En Égypte, le monastère orthodoxe de Sainte-Catherine, le plus ancien des couvents chrétiens habités en continu, cristallise les inquiétudes d'Athènes et des religieux orthodoxes après une décision de la justice égyptienne affirmant que ses terres relèvent du domaine public.
Une délégation gouvernementale grecque est attendue mercredi au Caire pour discuter de ce site lové au pied du mont Sinaï et classé au patrimoine mondial de l'Unesco.
Un site ancien
Le monastère a été fondé par l'empereur byzantin Justinien au VIe siècle, sur le site du buisson ardent au pied du mont où, selon l'Ancien Testament, Moïse reçut les Tables de la Loi.
Il est dirigé par l'archevêque du Mont Sinaï et de Raithu, sous la juridiction ecclésiastique du patriarcat grec orthodoxe de Jérusalem.
Ce site d'architecture byzantine doit son nom à Sainte-Catherine d'Alexandrie et conserve ses reliques. Il abrite aussi des icônes et des manuscrits chrétiens anciens.
Selon l'Unesco, "toute la zone est sacrée pour les trois religions monothéistes : l’islam, le christianisme et le judaïsme". L'organisation internationale décrit le monastère comme "propriété de l'Église grecque orthodoxe".
Litige de propriété
La semaine dernière, une cour d'appel égyptienne a statué que le monastère avait "le droit d'utiliser" le terrain mais que celui-ci "appartient à l'État en tant que propriété publique".
Le jugement, qui n'a pas encore été publié dans son intégralité, a soulevé les critiques des patriarcats orthodoxes d'Athènes, Jérusalem et d'Istanbul.
Selon l'archevêque Ieronymos, le chef de l'Église orthodoxe grecque à Athènes, les biens du monastère pourraient ainsi "être saisis et confisqués".
Le pouvoir égyptien estime au contraire que le jugement "consolide" son statut sacré.
Le président égyptien, Abdel Fattah al-Sissi, a assuré que l'Égypte était "pleinement engagée à préserver le statut religieux unique et sacré du monastère", vendredi dernier dans un entretien téléphonique avec le Premier ministre grec Kyriakos Mitsotakis.
Ce dernier a pour sa part souligné l'importance de "préserver le pèlerinage et le caractère grec orthodoxe du monastère" en appelant à un accord entre les deux pays.
La délégation grecque attendue au Caire compte présenter un document de l'Unesco prouvant que l'Égypte a reconnu par écrit que les terres et le bâtiment étaient la propriété de l'Église orthodoxe grecque et de l'archidiocèse du Sinaï, selon l'agence de presse nationale grecque.
Méga-projet
Lancé en 2021, un méga projet immobilier baptisé "Grande Transfiguration" de Sainte-Catherine, a été mené à 90 %. Il prévoit 14 projets de construction sur des milliers de m2, dont un millier de chalets, cinq hôtels, un écolodge de 200 chambres et un quartier résidentiel. Objectif : accueillir jusqu'à un million de touristes par an.
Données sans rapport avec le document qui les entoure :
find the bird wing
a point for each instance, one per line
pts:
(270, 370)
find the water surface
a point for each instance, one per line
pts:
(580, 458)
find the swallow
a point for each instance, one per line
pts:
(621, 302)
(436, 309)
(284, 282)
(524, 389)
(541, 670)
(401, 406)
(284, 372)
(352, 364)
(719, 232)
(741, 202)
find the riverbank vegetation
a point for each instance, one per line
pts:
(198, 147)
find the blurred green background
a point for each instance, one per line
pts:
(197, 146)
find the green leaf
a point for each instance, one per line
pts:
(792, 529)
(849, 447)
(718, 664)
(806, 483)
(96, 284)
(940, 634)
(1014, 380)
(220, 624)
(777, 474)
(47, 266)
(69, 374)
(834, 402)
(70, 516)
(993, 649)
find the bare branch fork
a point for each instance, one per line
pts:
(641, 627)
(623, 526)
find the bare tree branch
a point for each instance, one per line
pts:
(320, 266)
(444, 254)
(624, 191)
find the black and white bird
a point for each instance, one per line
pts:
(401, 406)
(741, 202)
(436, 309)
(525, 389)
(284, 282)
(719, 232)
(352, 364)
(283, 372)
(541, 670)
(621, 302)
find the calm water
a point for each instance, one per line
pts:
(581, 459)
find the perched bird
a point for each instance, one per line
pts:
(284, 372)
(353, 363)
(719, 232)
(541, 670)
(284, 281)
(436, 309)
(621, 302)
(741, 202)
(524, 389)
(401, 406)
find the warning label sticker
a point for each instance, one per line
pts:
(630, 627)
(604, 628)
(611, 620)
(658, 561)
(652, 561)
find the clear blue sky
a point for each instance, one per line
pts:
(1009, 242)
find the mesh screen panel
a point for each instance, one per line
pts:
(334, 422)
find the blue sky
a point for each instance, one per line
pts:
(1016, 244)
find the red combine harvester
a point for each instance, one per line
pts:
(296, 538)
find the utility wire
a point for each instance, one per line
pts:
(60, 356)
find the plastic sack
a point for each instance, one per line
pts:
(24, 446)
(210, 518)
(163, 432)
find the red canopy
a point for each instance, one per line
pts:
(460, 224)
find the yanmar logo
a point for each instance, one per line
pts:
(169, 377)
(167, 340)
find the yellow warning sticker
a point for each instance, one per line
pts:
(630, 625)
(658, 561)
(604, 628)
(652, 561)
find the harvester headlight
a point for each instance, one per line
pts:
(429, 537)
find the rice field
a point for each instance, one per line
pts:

Selon le rapport 2024 de l'ONG World Heritage Watch (WHW), ce projet a "détruit l'intégrité de ce paysage historique et biblique".
L'Unesco a demandé en 2023 que le développement soit "suspendu", et son impact évalué "en ligne avec les principes de protection des patrimoines mondiaux" en demandant à l'Égypte d'"élaborer un plan de conservation et un plan de gestion des visiteurs". Le Caire, qui espère voir son ancien ministre du Tourisme et des Antiquités Khaled el-Enany prendre la tête de l'Unesco en octobre prochain, affirme respecter ces principes.
Pèlerinage
Les montagnes et vallées qui entourent le monastère, attirent des foules de marcheurs - jusqu'à 2000 en une seule journée en décembre 2024 sur le mont Sinaï, selon les autorités locales.
La région est très prisée par les touristes locaux et étrangers fuyant les stations balnéaires surpeuplées de la mer Rouge, dans le sud du Sinaï.
Tribu bédouine
La région abrite la tribu bédouine des Jabaliya -- un nom issu du mot arabe Jabal (montagne).
Les descendants supposés de soldats romains venus garder le site entretiennent des liens historiques avec Saint-Catherine et travaillent aujourd'hui comme guides touristiques pour les randonneurs.
La tribu réclame depuis longtemps de meilleures infrastructures pour améliorer sa vie quotidienne - approvisionnement en eau, services d'urgence, réseau téléphonique... Actuellement, les ouvriers recrutés pour le méga projet dépassent en nombre la tribu bédouine, selon le rapport de WHW.